Wieluńscy policjanci ustalili, kto stał za fałszywym alarmem bombowym w jednej z placówek oświatowo-wychowawczych na terenie gminy Czarnożyły. Okazało się, że jest to… 12-latek, który zrobił to dla żartu. Za swoje nieodpowiedzialne zachowanie będzie odpowiadał przed sądem rodzinnym i nieletnich.
W dniu, 22 grudnia, około godziny 12.30 dyżurny komendy w Wieluniu dostał zgłoszenie, że do jednej z placówek oświatowych w gminie Czarnożyły zadzwonił anonimowy rozmówca informując o podłożeniu bomby.
Do działań natychmiast przystąpiły wszystkie służby.

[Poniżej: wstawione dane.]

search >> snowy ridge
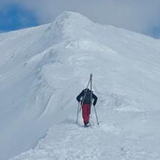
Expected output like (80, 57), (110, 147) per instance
(0, 12), (160, 160)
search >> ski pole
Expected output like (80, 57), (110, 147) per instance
(76, 103), (81, 124)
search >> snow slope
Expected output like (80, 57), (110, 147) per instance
(0, 12), (160, 160)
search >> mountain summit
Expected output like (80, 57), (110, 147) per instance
(0, 12), (160, 160)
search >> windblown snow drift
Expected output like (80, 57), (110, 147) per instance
(0, 12), (160, 160)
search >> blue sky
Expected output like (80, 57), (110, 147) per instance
(0, 0), (160, 38)
(0, 4), (39, 32)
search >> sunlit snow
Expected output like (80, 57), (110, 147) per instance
(0, 12), (160, 160)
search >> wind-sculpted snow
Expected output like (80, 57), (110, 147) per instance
(0, 12), (160, 160)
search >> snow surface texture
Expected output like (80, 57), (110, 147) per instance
(0, 12), (160, 160)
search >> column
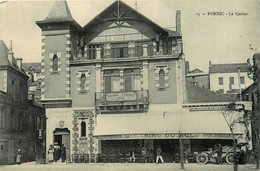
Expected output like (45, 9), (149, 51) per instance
(120, 69), (125, 91)
(128, 42), (135, 57)
(143, 44), (148, 56)
(84, 44), (88, 59)
(143, 61), (149, 97)
(96, 64), (101, 93)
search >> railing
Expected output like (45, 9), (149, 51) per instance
(77, 42), (176, 59)
(95, 90), (149, 111)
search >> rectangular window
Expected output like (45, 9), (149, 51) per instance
(11, 80), (15, 98)
(104, 70), (120, 93)
(229, 77), (234, 85)
(133, 75), (141, 91)
(112, 76), (120, 92)
(218, 89), (224, 93)
(240, 77), (245, 84)
(1, 108), (6, 128)
(218, 77), (224, 85)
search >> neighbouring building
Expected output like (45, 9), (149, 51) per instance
(23, 62), (41, 102)
(242, 53), (260, 152)
(36, 1), (251, 162)
(186, 69), (209, 90)
(209, 61), (253, 95)
(0, 40), (46, 164)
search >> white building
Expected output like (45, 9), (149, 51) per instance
(209, 62), (253, 94)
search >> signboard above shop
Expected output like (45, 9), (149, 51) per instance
(106, 92), (136, 102)
(94, 133), (244, 140)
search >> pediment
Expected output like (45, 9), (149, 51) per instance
(90, 23), (149, 43)
(83, 1), (168, 43)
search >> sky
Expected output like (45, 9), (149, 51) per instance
(0, 0), (260, 72)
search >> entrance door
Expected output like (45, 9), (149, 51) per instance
(53, 128), (70, 159)
(62, 134), (70, 156)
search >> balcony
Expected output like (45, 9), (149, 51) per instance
(95, 91), (149, 113)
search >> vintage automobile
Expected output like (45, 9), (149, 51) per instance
(196, 143), (247, 164)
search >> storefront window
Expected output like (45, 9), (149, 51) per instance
(81, 121), (86, 137)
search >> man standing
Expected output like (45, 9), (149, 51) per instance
(217, 144), (222, 164)
(156, 146), (164, 164)
(254, 143), (260, 170)
(16, 149), (22, 164)
(61, 144), (66, 163)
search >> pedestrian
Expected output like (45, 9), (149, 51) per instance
(54, 142), (60, 162)
(217, 144), (222, 164)
(254, 144), (260, 170)
(48, 144), (54, 163)
(156, 146), (164, 164)
(16, 149), (22, 164)
(130, 148), (136, 162)
(61, 144), (66, 163)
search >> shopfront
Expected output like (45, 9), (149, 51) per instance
(94, 112), (245, 162)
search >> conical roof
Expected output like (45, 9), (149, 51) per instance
(0, 40), (9, 66)
(44, 1), (74, 22)
(36, 0), (82, 31)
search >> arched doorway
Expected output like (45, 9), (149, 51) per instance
(53, 128), (70, 160)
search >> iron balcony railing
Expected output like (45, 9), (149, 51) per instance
(95, 90), (149, 106)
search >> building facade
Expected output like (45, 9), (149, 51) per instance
(0, 40), (46, 164)
(209, 61), (253, 94)
(36, 1), (250, 162)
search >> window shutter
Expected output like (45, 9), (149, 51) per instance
(105, 76), (111, 93)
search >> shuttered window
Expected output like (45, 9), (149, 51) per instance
(159, 69), (165, 88)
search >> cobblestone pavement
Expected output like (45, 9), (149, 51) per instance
(0, 162), (255, 171)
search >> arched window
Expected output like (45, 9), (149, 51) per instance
(52, 55), (58, 71)
(159, 69), (165, 88)
(81, 121), (86, 137)
(80, 74), (86, 91)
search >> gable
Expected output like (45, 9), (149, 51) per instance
(83, 1), (168, 43)
(90, 23), (149, 43)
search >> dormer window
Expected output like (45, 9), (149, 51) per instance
(52, 55), (58, 72)
(80, 74), (86, 92)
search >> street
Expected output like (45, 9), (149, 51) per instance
(0, 162), (255, 171)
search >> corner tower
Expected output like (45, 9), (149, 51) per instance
(36, 1), (82, 107)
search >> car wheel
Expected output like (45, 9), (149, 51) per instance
(196, 153), (208, 164)
(226, 153), (234, 164)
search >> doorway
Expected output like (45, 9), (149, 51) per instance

Przeprowadzona została ewakuacja osób znajdujących się w zagrożonym budynku oraz osób z pobliskich zabudowań. Na miejscu pracował również funkcjonariusz z rozpoznania minersko-pirotechnicznego. Dokładnie sprawdził budynek.
Okazało się, że żadnego zagrożenia nie było, a alarm okazał się fałszywy. Mundurowi z wieluńskiej komendy natychmiast zaczęli pracować nad ustaleniem kto stoi za tym zgłoszeniem.
Dzięki szybko podjętym działaniom po kilku godzinach ustalono, że był to 12- latek z powiatu wieluńskiego. Policjanci szybko do niego dotarli. Okazało się że zrobił to dla żartu. Teraz nastolatek za swoje postępowanie odpowie przed sądem rodzinnych i nieletnich.
Policja przypomina. Sprawcy fałszywych alarmów bombowych nie mogą liczyć na bezkarność. Mogą oni ponieść koszty interwencji służb niezbędnych przy tego typu zgłoszeniach. W razie alarmu zagrażającego zdrowiu lub życiu groz za to kara do 8 lat więzienia.
W przypadku, kiedy sprawcą alarmu bombowego okaże się nieletni, sprawą zajmie się sąd rodzinny. Może on nakazać rodzicom lub opiekunom dziecka pokrycie kosztów działań, podjętych na miejscu zdarzenia.